I was a supermodel. I routinely graced the covers of top-tier magazines. Half the billionaires in Manhattan would kill for a single glance from me.

Yet my own husband only touched me when he was practically losing his mind, probably squeezing his eyes shut and pretending I was her.

And this was why—because he wasn't craving ME. He was just using me as a physical stand-in whenever his sick, twisted obsession for another woman got too severe!

This sordid infatuation had actually pushed Wall Street's untouchable tyrant into a clinical breakdown? 

Wounded pride and pure, vindictive spite burned away my last shred of rationality. 

Fine. I was handing him the divorce papers tonight anyway; to hell with his ridiculous, ironclad boundaries.

I was going to find out exactly what kind of goddess it took to make a Wall Street robot completely lose his goddamn mind in the dark.

Driven by venomous spite, I stormed down the hall toward his private study—the one room completely off-limits to everyone. 

He must have left in a blind rush this morning. The heavy door was cracked ajar.

I shoved it open. The air inside was thick with his signature scent: cold cedar and Cuban tobacco.

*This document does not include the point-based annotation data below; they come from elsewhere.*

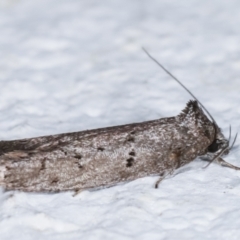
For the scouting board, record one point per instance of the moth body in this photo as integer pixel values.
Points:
(107, 156)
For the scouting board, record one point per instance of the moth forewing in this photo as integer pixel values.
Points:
(107, 156)
(104, 157)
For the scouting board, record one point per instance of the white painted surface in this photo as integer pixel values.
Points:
(75, 65)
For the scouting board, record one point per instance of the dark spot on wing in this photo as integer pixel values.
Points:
(101, 149)
(132, 153)
(130, 162)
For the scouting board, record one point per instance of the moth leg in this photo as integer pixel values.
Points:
(158, 181)
(162, 176)
(226, 164)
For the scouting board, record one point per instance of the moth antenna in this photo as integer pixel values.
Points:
(230, 132)
(219, 155)
(233, 142)
(170, 74)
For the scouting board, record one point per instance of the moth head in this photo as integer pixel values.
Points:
(219, 144)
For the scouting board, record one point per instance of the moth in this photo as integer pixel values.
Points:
(107, 156)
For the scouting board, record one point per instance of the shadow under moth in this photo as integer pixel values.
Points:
(107, 156)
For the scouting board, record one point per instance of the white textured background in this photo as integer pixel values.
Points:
(69, 65)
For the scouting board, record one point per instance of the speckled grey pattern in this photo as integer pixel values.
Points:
(107, 156)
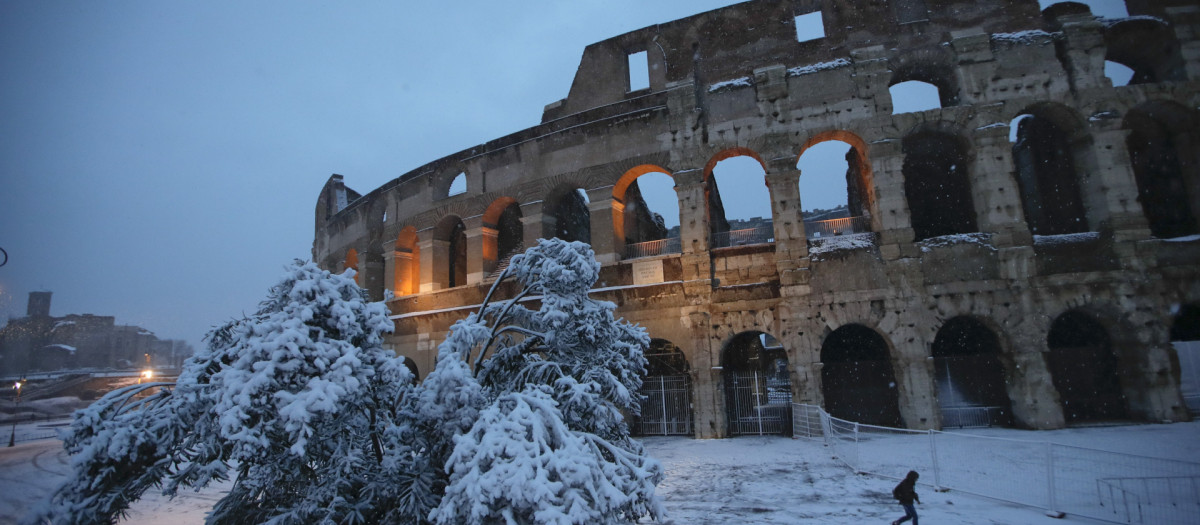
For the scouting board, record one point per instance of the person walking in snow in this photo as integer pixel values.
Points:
(906, 493)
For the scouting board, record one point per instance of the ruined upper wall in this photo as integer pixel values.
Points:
(732, 41)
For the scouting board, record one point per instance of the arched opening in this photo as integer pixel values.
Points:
(737, 198)
(666, 390)
(936, 185)
(457, 185)
(570, 218)
(407, 259)
(1048, 144)
(1147, 48)
(503, 235)
(450, 252)
(1085, 369)
(913, 96)
(757, 385)
(970, 375)
(923, 79)
(834, 188)
(1163, 143)
(1186, 339)
(352, 261)
(857, 379)
(646, 212)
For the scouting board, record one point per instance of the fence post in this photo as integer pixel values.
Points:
(937, 471)
(1054, 505)
(857, 454)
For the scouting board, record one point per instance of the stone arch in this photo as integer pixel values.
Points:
(1147, 47)
(721, 231)
(565, 210)
(1186, 341)
(1085, 368)
(503, 231)
(442, 183)
(633, 218)
(1163, 144)
(857, 376)
(971, 374)
(937, 182)
(450, 252)
(352, 261)
(666, 390)
(412, 367)
(757, 385)
(934, 66)
(1050, 155)
(407, 263)
(859, 177)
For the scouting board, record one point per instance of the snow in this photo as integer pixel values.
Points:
(955, 239)
(744, 82)
(821, 248)
(817, 67)
(63, 347)
(1183, 239)
(743, 480)
(1031, 36)
(61, 324)
(1066, 239)
(1111, 22)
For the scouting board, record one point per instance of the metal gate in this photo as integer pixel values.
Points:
(666, 409)
(757, 404)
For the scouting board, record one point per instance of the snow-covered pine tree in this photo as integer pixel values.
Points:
(295, 398)
(533, 400)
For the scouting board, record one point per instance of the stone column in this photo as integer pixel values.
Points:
(535, 224)
(997, 198)
(425, 245)
(708, 400)
(893, 219)
(601, 210)
(389, 266)
(791, 240)
(691, 191)
(1036, 402)
(478, 236)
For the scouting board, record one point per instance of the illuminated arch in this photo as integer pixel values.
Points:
(407, 259)
(352, 261)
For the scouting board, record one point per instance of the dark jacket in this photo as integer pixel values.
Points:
(906, 492)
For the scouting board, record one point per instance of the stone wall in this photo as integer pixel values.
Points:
(736, 82)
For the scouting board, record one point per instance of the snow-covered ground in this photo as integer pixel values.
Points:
(743, 480)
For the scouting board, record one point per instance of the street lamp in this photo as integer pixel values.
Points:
(12, 438)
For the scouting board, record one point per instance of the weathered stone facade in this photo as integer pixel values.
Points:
(1103, 271)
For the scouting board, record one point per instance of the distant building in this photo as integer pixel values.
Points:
(40, 342)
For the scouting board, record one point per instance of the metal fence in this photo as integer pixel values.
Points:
(761, 234)
(844, 225)
(1087, 482)
(666, 406)
(652, 248)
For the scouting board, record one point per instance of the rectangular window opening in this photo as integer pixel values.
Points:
(639, 71)
(809, 26)
(909, 11)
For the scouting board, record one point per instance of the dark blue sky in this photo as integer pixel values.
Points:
(160, 161)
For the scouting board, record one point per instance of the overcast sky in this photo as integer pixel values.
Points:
(161, 161)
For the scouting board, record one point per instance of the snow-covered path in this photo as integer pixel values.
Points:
(743, 480)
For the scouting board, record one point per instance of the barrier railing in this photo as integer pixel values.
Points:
(761, 234)
(652, 248)
(844, 225)
(1087, 482)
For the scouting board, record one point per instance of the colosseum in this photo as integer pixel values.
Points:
(1023, 252)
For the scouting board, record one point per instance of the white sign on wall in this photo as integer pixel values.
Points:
(648, 272)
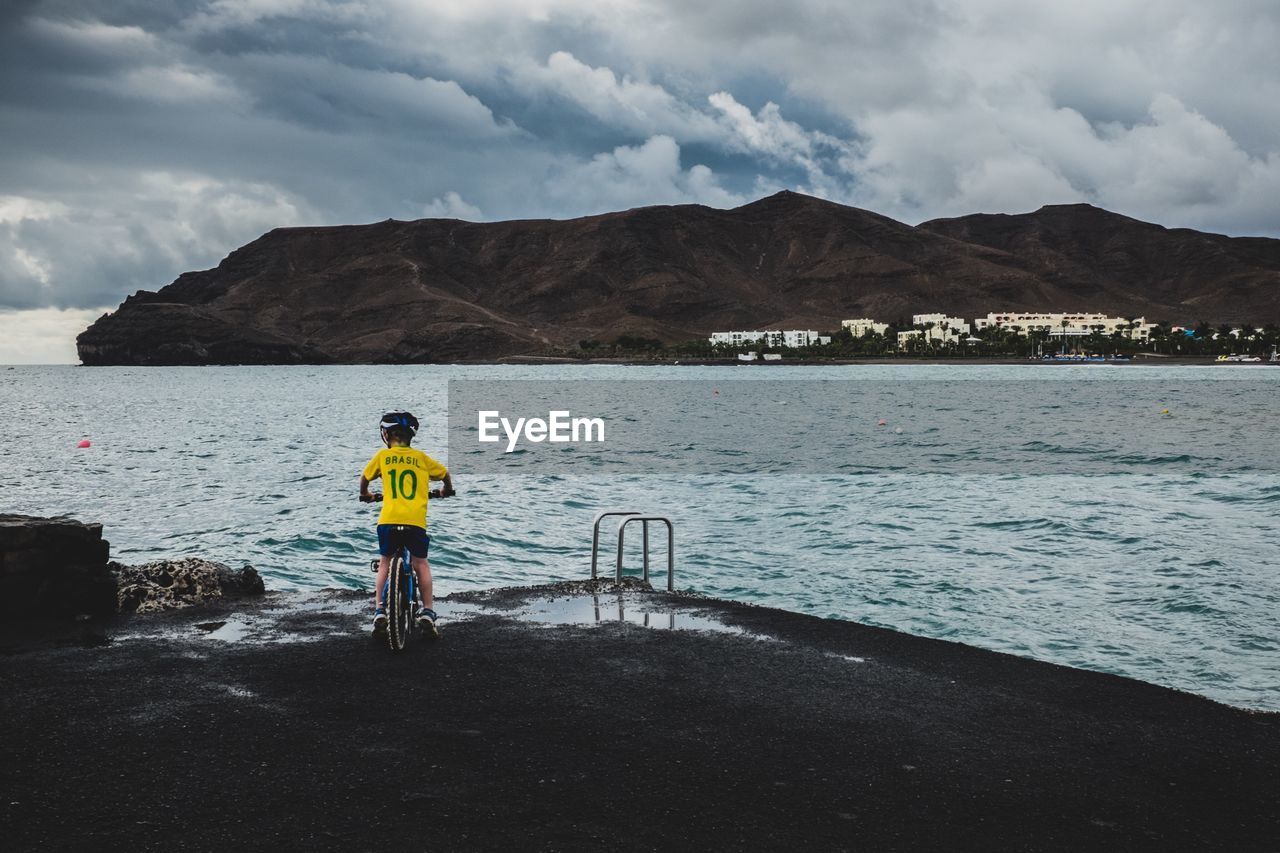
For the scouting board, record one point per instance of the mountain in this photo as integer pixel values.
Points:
(1129, 267)
(442, 290)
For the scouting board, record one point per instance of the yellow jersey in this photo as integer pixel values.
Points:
(406, 474)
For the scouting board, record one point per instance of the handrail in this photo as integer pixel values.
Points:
(595, 533)
(671, 546)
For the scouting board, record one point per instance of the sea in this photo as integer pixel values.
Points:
(1006, 532)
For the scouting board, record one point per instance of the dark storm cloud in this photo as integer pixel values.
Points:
(145, 138)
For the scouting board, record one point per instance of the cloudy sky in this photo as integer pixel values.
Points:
(140, 138)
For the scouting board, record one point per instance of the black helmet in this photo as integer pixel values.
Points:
(400, 420)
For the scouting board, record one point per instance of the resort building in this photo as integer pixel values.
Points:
(937, 328)
(944, 324)
(771, 338)
(1068, 324)
(859, 327)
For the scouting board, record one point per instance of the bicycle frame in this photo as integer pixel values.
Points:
(406, 568)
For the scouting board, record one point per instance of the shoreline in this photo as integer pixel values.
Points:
(1143, 360)
(584, 716)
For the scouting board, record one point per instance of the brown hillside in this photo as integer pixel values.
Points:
(442, 290)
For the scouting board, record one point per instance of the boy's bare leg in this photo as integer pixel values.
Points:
(423, 569)
(384, 566)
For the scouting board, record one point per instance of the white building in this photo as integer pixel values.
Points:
(772, 338)
(859, 327)
(949, 327)
(1068, 324)
(940, 329)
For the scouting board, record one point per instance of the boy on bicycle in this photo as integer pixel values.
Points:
(405, 473)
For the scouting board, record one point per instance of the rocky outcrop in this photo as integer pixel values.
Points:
(168, 584)
(442, 290)
(59, 568)
(54, 568)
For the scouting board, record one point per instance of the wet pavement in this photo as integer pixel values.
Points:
(579, 716)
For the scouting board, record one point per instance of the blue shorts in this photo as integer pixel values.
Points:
(393, 537)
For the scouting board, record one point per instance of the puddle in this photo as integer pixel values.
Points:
(597, 610)
(232, 630)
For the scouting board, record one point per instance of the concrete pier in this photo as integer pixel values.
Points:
(583, 717)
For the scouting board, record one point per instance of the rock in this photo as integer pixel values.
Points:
(168, 584)
(54, 566)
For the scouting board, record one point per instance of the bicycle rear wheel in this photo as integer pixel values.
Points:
(398, 607)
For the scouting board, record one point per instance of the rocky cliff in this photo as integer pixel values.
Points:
(442, 290)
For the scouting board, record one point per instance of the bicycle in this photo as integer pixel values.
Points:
(400, 591)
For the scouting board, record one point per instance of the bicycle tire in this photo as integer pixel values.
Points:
(397, 609)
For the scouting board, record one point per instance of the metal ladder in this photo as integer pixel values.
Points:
(644, 525)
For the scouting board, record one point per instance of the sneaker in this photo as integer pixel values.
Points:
(426, 623)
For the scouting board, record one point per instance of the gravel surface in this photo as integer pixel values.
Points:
(282, 725)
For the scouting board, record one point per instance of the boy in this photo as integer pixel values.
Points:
(405, 473)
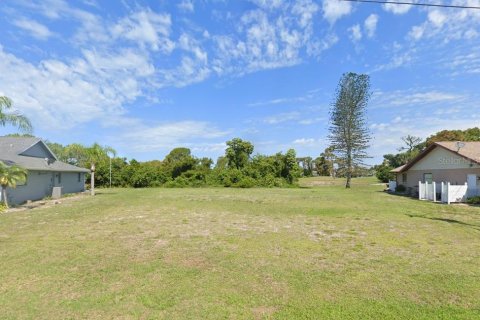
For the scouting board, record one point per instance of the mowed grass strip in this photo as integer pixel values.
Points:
(300, 253)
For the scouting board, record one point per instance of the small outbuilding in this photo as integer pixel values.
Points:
(457, 163)
(47, 175)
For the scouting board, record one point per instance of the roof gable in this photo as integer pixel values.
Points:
(32, 154)
(39, 150)
(448, 156)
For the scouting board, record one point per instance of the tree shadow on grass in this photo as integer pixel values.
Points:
(473, 226)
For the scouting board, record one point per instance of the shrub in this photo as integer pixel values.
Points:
(474, 200)
(246, 182)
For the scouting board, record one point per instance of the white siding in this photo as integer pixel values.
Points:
(440, 158)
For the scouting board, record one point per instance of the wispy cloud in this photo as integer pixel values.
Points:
(334, 9)
(186, 5)
(34, 28)
(171, 134)
(371, 25)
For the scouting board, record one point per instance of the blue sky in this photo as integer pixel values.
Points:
(147, 76)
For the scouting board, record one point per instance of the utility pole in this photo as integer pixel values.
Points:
(110, 172)
(92, 179)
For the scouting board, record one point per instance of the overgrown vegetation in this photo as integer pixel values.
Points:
(349, 135)
(237, 168)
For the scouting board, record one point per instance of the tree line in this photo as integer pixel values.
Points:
(413, 146)
(349, 138)
(236, 168)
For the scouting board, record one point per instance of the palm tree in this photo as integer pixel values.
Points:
(13, 118)
(9, 177)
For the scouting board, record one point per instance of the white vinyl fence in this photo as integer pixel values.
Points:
(448, 192)
(392, 185)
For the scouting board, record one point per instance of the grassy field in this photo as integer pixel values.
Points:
(305, 253)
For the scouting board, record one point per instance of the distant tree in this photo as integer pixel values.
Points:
(222, 163)
(349, 135)
(238, 153)
(10, 176)
(180, 160)
(307, 164)
(13, 118)
(291, 170)
(324, 163)
(382, 172)
(472, 134)
(412, 143)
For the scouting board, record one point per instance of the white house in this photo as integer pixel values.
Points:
(454, 162)
(45, 171)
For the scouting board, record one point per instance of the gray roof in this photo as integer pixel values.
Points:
(11, 149)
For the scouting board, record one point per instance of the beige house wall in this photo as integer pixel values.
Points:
(445, 166)
(454, 176)
(440, 158)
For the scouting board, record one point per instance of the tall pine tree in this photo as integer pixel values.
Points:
(349, 135)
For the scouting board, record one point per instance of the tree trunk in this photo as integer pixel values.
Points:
(349, 177)
(92, 183)
(4, 196)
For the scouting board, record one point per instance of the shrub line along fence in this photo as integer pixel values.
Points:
(444, 192)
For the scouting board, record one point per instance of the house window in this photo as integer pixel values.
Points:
(428, 177)
(24, 183)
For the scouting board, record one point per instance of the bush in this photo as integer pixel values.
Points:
(474, 200)
(246, 182)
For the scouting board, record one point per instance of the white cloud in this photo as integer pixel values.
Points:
(371, 25)
(304, 141)
(268, 39)
(283, 117)
(355, 33)
(146, 28)
(398, 60)
(171, 134)
(34, 28)
(335, 9)
(398, 8)
(57, 94)
(186, 5)
(466, 63)
(444, 27)
(414, 98)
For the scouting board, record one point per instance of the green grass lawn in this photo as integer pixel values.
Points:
(304, 253)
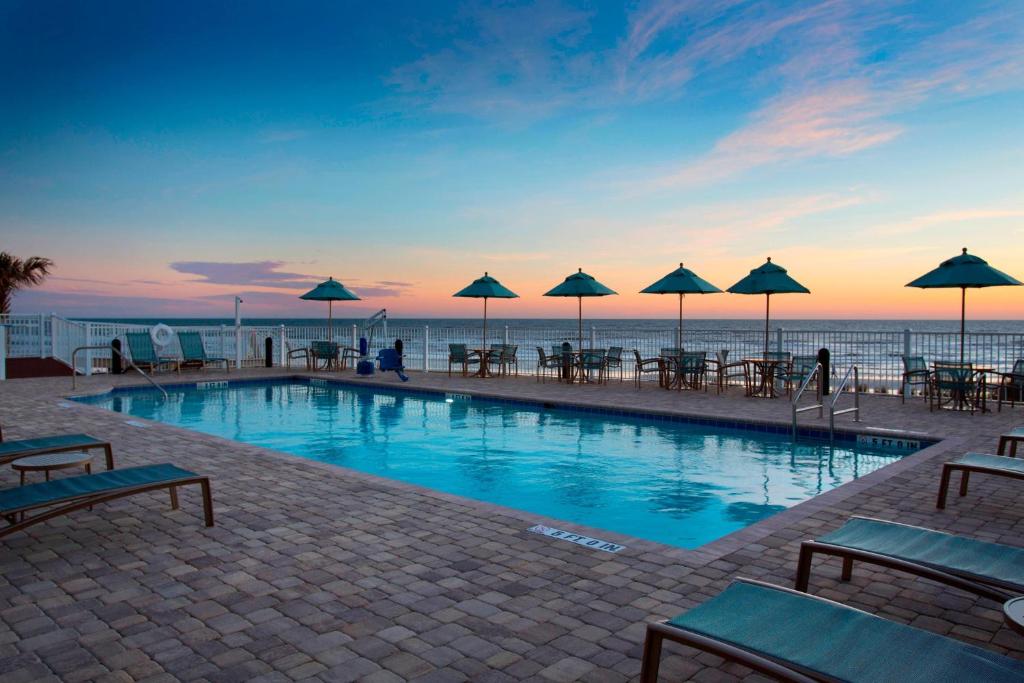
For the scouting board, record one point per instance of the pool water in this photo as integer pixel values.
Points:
(674, 482)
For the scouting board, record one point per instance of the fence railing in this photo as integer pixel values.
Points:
(877, 354)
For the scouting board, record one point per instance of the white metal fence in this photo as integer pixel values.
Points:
(878, 354)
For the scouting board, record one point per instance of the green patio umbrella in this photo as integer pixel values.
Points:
(681, 282)
(964, 271)
(580, 285)
(768, 279)
(485, 288)
(330, 291)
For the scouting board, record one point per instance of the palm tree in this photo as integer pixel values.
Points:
(16, 273)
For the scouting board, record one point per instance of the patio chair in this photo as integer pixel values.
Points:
(1011, 386)
(194, 354)
(691, 370)
(143, 355)
(460, 355)
(11, 451)
(546, 363)
(989, 569)
(326, 352)
(792, 636)
(725, 371)
(35, 503)
(643, 367)
(612, 359)
(982, 463)
(915, 373)
(955, 383)
(591, 361)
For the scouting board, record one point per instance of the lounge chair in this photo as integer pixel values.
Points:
(981, 463)
(793, 636)
(143, 355)
(460, 355)
(915, 373)
(11, 451)
(194, 354)
(988, 569)
(60, 497)
(1011, 386)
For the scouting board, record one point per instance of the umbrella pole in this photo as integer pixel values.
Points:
(580, 299)
(963, 315)
(679, 340)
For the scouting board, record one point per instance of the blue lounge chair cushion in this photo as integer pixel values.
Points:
(838, 641)
(43, 442)
(935, 549)
(994, 462)
(68, 488)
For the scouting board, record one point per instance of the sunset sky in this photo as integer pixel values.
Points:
(169, 156)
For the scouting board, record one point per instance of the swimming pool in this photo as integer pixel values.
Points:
(667, 480)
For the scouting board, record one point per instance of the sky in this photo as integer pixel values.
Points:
(168, 157)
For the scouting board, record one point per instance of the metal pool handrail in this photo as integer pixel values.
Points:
(816, 373)
(111, 347)
(839, 392)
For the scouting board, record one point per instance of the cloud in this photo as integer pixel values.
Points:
(262, 273)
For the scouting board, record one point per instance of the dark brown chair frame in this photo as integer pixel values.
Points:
(966, 470)
(660, 631)
(69, 505)
(983, 586)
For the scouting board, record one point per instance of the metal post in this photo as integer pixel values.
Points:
(426, 348)
(282, 352)
(906, 352)
(88, 354)
(3, 352)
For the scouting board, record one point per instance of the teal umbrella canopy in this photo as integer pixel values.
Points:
(964, 270)
(484, 288)
(330, 290)
(768, 279)
(580, 285)
(681, 281)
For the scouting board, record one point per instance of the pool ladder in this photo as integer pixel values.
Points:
(822, 402)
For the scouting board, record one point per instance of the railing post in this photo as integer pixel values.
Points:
(88, 354)
(282, 352)
(238, 346)
(426, 348)
(905, 388)
(3, 352)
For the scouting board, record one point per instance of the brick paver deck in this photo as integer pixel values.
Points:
(314, 571)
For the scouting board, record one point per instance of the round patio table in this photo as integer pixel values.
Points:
(48, 462)
(1013, 612)
(763, 371)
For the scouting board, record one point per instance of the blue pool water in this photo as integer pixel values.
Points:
(674, 482)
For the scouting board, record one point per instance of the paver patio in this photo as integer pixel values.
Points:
(314, 571)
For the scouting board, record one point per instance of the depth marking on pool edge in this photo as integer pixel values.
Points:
(578, 539)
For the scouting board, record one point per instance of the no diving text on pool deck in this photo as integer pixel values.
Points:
(585, 541)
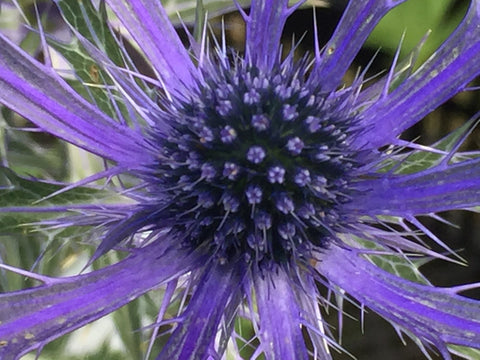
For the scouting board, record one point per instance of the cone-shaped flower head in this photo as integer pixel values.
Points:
(257, 178)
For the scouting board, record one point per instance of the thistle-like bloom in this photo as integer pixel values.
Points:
(254, 180)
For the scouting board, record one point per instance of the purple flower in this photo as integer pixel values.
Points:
(258, 180)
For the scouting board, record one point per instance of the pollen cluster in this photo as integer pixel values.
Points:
(255, 164)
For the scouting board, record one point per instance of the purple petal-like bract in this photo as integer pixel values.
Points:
(252, 181)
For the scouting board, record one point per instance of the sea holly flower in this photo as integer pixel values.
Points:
(253, 179)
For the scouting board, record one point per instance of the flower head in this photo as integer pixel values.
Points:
(256, 178)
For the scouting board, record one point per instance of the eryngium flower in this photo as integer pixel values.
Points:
(259, 179)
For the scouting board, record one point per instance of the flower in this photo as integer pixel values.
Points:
(256, 179)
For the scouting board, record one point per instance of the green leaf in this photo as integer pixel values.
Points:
(186, 9)
(420, 160)
(16, 192)
(416, 18)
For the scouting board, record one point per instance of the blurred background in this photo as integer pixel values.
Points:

I walked straight behind the massive executive desk, but as I pivoted, my hip clipped the heavy, black-and-gold kinetic sculpture near the edge.

It tipped dangerously. My heart leaped into my throat, and I instinctively slammed my hands down to catch the brass base before it could crash to the ground.

Click.

As my palm pressed hard into a specific groove on the metalwork, a harsh, mechanical latch released beneath the desk.

A heartbeat later, the floorboards vibrated beneath my feet. With a deep, muffled groan of interlocking gears, the floor-to-ceiling bookshelf behind the desk split down the middle and glided into the walls.

A hidden chamber yawned open. It was freezing inside, aggressively climate-controlled, yet bathed in the eerie, warm glow of amber track lighting.

Holding my breath, I crossed the threshold. Sleek glass display cases stood in the center of the room like museum exhibits. As I approached the main pedestal, my heart slammed against my ribs.

Resting on a plush black velvet cushion was a wisp of dark red fabric. My crimson lace underwear. The exact, unwashed pair that had vanished after the party last week.

Folded with sickening, obsessive neatness right beside it was the silk slip dress that had vanished from my hamper last week.

Every single garment bore deep creases. They looked as though they had been violently crushed in a white-knuckled fist—the undeniable, lingering proof of being repeatedly, ruthlessly gripped.

"Jesus..." I clamped a hand over my mouth, stifling a gasp.

There was no sick intruder. There was no secret mistress hiding in the shadows.

The 'Target Subject' who had driven him to the brink of a clinical breakdown, the singular, agonizing focus of his addiction... was ME.